彼は自分に敵意を向けてきた相手を、強制的に嘔吐させるカウンター能力を持っている。
モンスター化、プレイヤーかは不明だが、足止めくらいにはなるだろう。浩也は体力を無視して疾走する。
黒い甲冑に身を包んだ浩也のバディは、徒手で組み付きを試みる。
カラドボルグは伸びてきた腕を袈裟懸けに斬り払うと、流れるように敵バディの胸に剣を突き込んだ。
刃は背中を貫き、瞬く間にHPはゼロになる。瞬間、浩也は心臓を一打ちされたような痛みに襲われた。
呼吸が浅くなり、視界が翳る。
プレイヤーの経験値は、バディが稼いだ累計によって決まる。
つまり、両者の間にはある種の経絡が結ばれている。バディが倒れると同時に、プレイヤーがダメージを負うのも当然。
HPが0になるまでは影響が及ばないようにしてあるのは、参加者に安心して操ってもらうためだ。

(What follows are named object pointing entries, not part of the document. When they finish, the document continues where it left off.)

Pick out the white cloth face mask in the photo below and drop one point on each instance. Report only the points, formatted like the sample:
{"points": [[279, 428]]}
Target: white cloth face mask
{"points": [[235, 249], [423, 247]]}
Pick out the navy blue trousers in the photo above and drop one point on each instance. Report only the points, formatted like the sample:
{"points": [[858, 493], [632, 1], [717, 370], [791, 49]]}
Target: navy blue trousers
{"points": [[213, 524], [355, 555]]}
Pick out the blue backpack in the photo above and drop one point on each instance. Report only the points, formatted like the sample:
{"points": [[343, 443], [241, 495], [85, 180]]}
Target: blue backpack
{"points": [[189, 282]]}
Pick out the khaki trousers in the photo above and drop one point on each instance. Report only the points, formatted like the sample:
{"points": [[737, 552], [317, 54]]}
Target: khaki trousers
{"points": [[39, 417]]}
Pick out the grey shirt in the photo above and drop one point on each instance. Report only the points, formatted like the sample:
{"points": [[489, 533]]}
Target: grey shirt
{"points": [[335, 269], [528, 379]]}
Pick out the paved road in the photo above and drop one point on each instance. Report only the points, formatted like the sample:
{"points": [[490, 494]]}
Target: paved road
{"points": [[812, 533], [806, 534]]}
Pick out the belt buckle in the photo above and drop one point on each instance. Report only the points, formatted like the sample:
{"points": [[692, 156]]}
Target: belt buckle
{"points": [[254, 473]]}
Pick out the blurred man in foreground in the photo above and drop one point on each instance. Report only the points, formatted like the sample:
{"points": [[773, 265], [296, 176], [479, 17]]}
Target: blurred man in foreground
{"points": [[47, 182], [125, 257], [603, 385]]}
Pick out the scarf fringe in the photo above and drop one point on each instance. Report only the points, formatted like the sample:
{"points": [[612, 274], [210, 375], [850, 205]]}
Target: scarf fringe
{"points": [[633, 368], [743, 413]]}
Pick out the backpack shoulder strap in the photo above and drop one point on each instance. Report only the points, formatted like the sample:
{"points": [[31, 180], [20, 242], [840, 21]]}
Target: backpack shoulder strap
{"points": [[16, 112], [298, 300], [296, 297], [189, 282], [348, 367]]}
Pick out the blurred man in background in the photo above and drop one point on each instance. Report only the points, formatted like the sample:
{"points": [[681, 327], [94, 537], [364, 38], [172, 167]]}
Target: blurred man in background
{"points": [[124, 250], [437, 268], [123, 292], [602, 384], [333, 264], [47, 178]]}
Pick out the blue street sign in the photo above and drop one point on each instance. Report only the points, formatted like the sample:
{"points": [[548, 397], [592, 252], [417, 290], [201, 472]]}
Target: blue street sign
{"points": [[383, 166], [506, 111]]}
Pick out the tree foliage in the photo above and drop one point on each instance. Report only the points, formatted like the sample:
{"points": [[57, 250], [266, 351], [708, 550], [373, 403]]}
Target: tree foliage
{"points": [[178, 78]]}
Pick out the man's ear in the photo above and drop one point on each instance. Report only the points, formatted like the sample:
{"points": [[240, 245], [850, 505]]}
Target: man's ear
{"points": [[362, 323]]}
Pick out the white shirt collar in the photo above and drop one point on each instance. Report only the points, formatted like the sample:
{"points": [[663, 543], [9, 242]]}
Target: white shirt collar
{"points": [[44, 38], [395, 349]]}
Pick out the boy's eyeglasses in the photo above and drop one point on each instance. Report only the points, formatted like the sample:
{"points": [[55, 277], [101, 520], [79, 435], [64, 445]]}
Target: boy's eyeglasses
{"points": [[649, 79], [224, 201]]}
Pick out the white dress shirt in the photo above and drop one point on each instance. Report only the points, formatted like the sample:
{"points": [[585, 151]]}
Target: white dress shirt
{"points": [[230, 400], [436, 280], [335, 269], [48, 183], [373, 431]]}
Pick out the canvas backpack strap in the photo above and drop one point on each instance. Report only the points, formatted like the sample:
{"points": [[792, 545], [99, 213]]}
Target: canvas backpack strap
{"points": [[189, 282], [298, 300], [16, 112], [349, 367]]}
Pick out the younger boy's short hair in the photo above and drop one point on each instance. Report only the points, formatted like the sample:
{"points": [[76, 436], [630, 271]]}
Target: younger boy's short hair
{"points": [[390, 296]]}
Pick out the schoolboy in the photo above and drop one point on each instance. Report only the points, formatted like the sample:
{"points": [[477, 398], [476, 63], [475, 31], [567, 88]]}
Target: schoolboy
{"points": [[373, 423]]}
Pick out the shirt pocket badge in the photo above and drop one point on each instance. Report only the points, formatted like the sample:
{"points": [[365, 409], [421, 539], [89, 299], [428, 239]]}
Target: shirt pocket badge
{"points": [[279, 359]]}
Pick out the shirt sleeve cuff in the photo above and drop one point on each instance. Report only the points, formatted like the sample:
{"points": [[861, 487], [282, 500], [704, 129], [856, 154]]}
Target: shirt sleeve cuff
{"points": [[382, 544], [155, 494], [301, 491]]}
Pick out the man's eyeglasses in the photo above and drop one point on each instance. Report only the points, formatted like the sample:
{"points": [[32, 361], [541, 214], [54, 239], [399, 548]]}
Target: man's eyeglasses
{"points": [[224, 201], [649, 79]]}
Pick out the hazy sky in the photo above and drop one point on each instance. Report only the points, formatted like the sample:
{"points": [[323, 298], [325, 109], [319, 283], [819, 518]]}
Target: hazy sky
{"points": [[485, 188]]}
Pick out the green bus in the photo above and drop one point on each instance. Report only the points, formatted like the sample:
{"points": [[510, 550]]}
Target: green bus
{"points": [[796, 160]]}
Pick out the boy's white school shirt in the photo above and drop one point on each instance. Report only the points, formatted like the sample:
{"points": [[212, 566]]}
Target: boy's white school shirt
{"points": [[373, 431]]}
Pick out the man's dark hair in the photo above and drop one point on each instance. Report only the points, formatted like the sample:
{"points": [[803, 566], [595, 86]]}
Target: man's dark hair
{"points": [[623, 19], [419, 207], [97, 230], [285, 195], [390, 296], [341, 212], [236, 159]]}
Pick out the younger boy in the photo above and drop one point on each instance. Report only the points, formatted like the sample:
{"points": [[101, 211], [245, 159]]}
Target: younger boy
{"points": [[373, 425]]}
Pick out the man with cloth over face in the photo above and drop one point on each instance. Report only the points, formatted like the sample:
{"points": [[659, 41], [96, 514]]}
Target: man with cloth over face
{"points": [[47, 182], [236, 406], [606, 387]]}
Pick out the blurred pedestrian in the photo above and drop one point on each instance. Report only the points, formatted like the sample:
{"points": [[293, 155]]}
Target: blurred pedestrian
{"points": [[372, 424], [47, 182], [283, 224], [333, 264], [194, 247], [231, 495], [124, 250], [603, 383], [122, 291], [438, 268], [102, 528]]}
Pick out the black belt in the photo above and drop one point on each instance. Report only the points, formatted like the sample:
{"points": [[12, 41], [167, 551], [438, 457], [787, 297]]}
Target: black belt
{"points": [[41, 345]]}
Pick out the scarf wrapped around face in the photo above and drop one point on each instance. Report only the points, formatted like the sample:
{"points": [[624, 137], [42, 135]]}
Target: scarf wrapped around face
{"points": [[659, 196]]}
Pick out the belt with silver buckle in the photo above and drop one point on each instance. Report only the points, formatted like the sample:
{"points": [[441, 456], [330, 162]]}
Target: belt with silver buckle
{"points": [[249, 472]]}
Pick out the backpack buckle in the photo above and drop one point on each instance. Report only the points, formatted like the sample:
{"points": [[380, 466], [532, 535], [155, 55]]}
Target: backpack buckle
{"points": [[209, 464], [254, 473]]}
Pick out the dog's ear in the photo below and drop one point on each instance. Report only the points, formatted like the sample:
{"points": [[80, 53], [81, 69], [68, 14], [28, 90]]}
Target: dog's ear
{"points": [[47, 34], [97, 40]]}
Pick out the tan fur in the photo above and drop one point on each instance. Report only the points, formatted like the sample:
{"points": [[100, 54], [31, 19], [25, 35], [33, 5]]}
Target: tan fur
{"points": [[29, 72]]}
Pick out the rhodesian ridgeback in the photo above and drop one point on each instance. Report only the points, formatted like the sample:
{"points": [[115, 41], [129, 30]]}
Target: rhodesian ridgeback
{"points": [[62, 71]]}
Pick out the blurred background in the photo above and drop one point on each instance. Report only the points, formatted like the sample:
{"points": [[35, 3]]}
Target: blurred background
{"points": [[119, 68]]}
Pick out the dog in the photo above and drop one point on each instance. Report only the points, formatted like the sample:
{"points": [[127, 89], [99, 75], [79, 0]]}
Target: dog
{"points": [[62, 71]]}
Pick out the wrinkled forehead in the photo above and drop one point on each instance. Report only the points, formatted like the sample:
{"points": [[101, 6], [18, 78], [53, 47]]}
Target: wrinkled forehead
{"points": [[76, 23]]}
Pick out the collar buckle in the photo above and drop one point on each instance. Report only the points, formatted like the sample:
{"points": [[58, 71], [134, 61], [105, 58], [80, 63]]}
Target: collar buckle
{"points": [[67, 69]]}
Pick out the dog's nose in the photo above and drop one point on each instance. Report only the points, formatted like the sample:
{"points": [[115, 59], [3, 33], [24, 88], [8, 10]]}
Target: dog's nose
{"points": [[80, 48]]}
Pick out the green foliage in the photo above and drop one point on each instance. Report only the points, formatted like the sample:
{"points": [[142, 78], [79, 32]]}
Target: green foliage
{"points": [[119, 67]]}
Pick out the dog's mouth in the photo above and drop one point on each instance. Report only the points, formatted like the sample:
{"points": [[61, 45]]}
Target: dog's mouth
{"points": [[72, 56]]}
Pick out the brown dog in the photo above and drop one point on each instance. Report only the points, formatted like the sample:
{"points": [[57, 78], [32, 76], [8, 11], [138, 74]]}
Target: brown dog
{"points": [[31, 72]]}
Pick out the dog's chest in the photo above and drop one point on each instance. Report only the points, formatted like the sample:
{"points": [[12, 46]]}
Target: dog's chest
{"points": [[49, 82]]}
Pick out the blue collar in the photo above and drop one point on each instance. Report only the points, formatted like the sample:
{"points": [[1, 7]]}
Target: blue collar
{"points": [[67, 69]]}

浩也の嘔吐させる能力は届いていたが、人間態の間に撃たねば意味が無かった。
バディの身体は人体より人形と呼ぶに相応しい構造をしており、戦闘に不必要な器官は備わっていない。
草色の騎士が黒い甲冑を蹂躙する様を、通行人が見ていた。
物見高い者はスマホを構えて動画を撮影している。浩也が倒れた時点で、彼らの映像はネットの海に乗った。
もっとも、カラドボルグにとってはどうでもいい事だが。
草色の騎士がその場で剣を振るう。
突如始まった演舞に観衆は困惑する――身体が音も無く両断された結果、それが最後の思考となった。
通りかかった乗用車が斜めに斬り裂かれたまま、歩道の植え込みに突っ込む。危機を悟って逃げ出した女が、下半身を切り離して宙に舞う。
悲鳴が上がると同時に、通りに面したビルのミラーウィンドウに亀裂が走った。